There is the world of sumptuous palaces for an opulent, parasitical few which
the unemployed rich enjoy and there is the world of overcrowded slums for the
poor, dispossessed multitudes.
Capitalism is a
brutal social system which splits the human race into two distinct
classes: one a tiny, unproductive minority, able to wallow in the best of
everything because of their ownership of the means of production and their
unearned income from investments, and enormous number of propertyless workers who are restricted to shortages, enduring exploitation in
spite of the fact that they are the actual creators of all the world’s real
wealth.
The vast majority of people today are wage-slaves. In order
to eat they are forced to work for the master class who own and control all the
instruments of production. The masses who produce but do not own are robbed by
the few who own but do not produce. They are robbed because they are paid in
the form of wages only a small part of the value they create when they process
raw materials into commodities. The workers must be paid less than the true
value of the goods they produce for if they were paid the real value of those
goods the master class would not be able to sell them for a profit. The profit
which keeps the robber class in idle luxury come from the unpaid labour of the
working class. That is what capitalism is all about and it cannot work any
other way. Capitalism cannot operate in the interests of mankind.
What the poor cannot buy they must do without. If they
cannot afford to buy food then they must starve, and capitalism will let them
starve to death outside warehouses which are crammed full of good food which is
rotting because the needy do not have the money to purchase it.
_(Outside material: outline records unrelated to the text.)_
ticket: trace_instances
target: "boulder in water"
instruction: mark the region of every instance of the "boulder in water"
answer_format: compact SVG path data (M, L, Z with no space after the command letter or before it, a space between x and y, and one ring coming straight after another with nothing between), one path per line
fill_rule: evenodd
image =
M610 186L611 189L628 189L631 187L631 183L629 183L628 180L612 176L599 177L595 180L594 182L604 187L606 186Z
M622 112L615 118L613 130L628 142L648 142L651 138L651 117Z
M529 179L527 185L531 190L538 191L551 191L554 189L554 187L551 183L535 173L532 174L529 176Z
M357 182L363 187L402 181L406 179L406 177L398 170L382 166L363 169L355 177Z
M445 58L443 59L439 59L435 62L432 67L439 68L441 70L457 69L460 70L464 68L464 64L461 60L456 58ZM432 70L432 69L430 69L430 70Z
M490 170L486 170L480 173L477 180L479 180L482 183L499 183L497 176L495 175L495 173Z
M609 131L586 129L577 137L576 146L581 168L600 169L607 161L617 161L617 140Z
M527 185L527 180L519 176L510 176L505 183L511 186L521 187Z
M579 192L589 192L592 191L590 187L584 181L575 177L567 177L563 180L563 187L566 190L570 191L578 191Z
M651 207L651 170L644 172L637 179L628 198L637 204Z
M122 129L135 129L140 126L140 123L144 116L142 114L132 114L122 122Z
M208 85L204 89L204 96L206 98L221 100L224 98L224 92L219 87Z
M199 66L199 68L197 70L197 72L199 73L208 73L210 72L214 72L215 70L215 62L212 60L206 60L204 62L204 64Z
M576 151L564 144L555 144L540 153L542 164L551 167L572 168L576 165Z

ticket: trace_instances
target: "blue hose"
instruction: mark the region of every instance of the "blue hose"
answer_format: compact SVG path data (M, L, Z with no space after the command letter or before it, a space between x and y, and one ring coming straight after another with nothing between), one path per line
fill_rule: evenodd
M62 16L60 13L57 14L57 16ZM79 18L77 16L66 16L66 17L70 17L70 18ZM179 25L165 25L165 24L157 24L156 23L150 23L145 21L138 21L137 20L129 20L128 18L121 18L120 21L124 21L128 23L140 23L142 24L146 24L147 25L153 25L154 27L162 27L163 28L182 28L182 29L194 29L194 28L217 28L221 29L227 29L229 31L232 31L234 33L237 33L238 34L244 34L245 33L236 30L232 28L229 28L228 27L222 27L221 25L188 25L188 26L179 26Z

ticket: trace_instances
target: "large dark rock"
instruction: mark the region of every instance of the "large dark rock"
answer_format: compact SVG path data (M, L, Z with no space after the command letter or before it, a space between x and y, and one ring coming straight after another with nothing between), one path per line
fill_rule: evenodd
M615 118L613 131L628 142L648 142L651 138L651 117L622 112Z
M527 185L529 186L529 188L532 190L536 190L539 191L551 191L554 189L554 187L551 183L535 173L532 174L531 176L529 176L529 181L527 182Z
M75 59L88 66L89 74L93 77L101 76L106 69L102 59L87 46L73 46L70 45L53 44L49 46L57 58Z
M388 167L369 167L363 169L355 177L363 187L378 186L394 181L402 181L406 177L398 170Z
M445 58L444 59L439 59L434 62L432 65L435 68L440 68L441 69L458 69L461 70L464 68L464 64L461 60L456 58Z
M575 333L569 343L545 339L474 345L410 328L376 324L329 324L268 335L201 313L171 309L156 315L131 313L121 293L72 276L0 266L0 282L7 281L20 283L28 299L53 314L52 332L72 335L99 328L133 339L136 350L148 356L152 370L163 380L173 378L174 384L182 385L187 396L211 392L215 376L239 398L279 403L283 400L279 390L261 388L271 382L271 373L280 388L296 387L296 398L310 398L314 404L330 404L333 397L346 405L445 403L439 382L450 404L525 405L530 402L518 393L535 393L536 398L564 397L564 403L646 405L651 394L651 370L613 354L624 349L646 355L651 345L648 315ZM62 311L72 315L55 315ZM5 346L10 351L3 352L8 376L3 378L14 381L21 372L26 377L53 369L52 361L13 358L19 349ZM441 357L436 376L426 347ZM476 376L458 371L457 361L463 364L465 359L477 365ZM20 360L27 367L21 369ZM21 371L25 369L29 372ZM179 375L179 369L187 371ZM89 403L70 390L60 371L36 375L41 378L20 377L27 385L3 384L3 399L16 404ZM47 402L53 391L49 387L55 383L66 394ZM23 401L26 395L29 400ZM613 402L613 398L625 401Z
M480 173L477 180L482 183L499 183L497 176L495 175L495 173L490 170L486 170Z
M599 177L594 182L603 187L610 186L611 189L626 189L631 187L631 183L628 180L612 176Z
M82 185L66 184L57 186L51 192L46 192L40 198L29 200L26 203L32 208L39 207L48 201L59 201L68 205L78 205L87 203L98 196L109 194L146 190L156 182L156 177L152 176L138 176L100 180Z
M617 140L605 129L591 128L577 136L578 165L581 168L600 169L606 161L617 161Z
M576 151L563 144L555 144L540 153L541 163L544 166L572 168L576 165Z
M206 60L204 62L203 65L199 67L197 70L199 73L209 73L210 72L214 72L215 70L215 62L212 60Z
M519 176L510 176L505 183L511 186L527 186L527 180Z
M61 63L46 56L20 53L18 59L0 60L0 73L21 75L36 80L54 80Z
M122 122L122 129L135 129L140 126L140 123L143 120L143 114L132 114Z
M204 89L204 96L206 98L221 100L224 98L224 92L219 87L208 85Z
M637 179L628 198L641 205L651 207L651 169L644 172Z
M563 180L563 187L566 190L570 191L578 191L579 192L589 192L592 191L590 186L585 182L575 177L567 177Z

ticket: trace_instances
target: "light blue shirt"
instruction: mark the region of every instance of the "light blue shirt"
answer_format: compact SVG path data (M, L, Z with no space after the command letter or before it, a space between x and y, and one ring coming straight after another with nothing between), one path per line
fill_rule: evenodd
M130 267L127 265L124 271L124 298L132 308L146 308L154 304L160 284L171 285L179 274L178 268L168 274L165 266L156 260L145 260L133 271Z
Profit comes
before people. Capitalism decrees that goods which cannot be sold for profit
must not be produced, no matter how desirable and necessary they may be in
order to make the world a better place for humanity. It also decrees that, at
times of so-called glut, goods which cannot be sold must he destroyed as there
is no money to be made by giving commodities away. That is why ‘surplus’ food
(surplus only to the demands of the market, that is) is burned or dumped into
the sea while underprivileged people are dying of hunger.
Capitalism causes unemployment, slums, poverty, famine,
crime and war. Those social cankers are built into capitalist society and
cannot possibly be eradicated as long as capitalism lasts. They are the natural
and unavoidable consequences of the money system, the profit motive and the private
property basis of society—the three fundamental rocks of capitalism. War cannot
be charmed out of existence by reformist measures such as peace treaties and
disarmament agreements. It is spawned by the national economic rivalries
inseparable from capitalism. The structure of society must be altered in order
to get rid of the social system which causes all the trouble. History proves
that reforms achieve next to nothing—what we need now is a world-wide social
revolution.
Instead of goods being produced simply to be sold to make a
profit for the capitalists the privately-owned means of production should be
converted to the common property of all Mankind so that everybody can have free
access to everything that is produced. That would make money unnecessary as
people would have no need to buy what they already owned. The working class
would own the goods because they would be the people who had produced them.
They produce everything now but capitalism deprives them of the fruits of their
labour and relegates them to wage-slavery. But once production is organised to
satisfy human need money will be superfluous and social equality will become a
reality for everyone in the world of abundance which science could make
possible tomorrow in a different social set-up. And when men have free access
to all they need there will not be anything for them to fight over.
The capitalists employ every trick in the book to mislead people
that capitalism is the best of all possible systems. Which it is—for the rich.
But for the robbed millions who are the only useful, essential members of
society capitalism is a curse. Unfortunately, it isn’t difficult to dazzle the
masses of people with all the ostentatious ritual and ceremony, the pomp that
the rulers stage for that purpose. The master class know how to divert the
workers' attention from social conditions to irrelevancies.